Nothing Comes From Nothing

The tunnel walls were smooth as blown glass, hard as diamond, and cold as everything else in the empty depths between the stars. A brown marbling splintered across the cream-colored surface like veins. Jiten had never seen anything like it anywhere in the solar system, and he’d been to three rocky planets and a hundred moons.

The perfectly cylindrical tunnel measured 3.4267 meters wide down to the micron, and 243 tunnel mouths were counted on the surface. Jiten flew down the center in zero-g, puffing another gentle propulsive thrust from the valve terminals at his wrists. Hiro, he noticed, stayed close to the edges. Jiten didn’t know him well, but he guessed he probably grew up on a station; a lot of them grew up uncomfortable with open spaces.

Every tunnel ended the same way: a Y-shaped intersection. The absence of right angles was disorienting. No one had taken a gauge to them yet, but he was certain they were precisely 120 degrees apart.

They worked their way toward the center as best they could, but the branching structure bested them over and over again, unexpectedly spitting them out at the surface until they were forced to return to the Gamsa to top off their oxygen and propellant gas. But Jiten had made up his mind about one thing already: the city-sized structure was no natural object. Its geometry was too perfect, too uniform, too clean. It was a made object, but not made at any human hands. So then whose?

It was only once they were safely back on board they were given the news of a new discovery. The tunnels hadn’t been bored out at all. They’d been grown. The whole structure was growing, albeit slowly, gathering stray atoms in the void and arranging them on its surface. It’s like a crystalline cosmic dust bunny! they’d told him with amused excitement.
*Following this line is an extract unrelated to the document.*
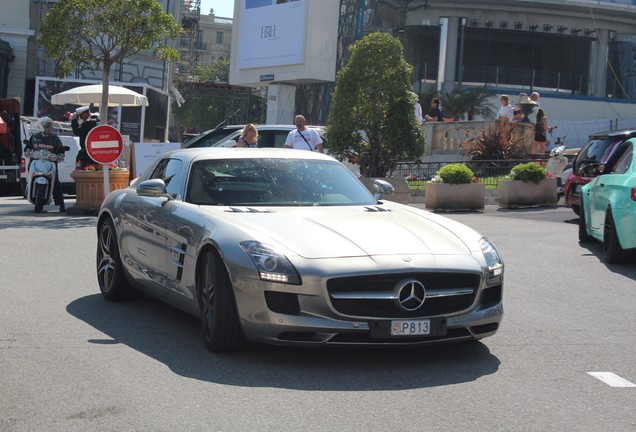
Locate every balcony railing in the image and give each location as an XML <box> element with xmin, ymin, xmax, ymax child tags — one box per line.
<box><xmin>422</xmin><ymin>119</ymin><xmax>534</xmax><ymax>157</ymax></box>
But Jiten and Hiro both said No.

In unison.

Jiten recalled that veiny marbling in his mind, and knew, somehow, that Hiro was recalling it too. He reflected on how they were redirected away from the center. Nudged.

Suggested.

Jiten looked to Hiro, but his colleague had already moved to the hatchway and pulled the emergency lever to seal them in. To isolate them. They were linked, now, and knew the truth together. That thing wasn’t built by humans, and wasn’t built by anyone else. It built itself, intentionally. It was alive, and now it was in their minds.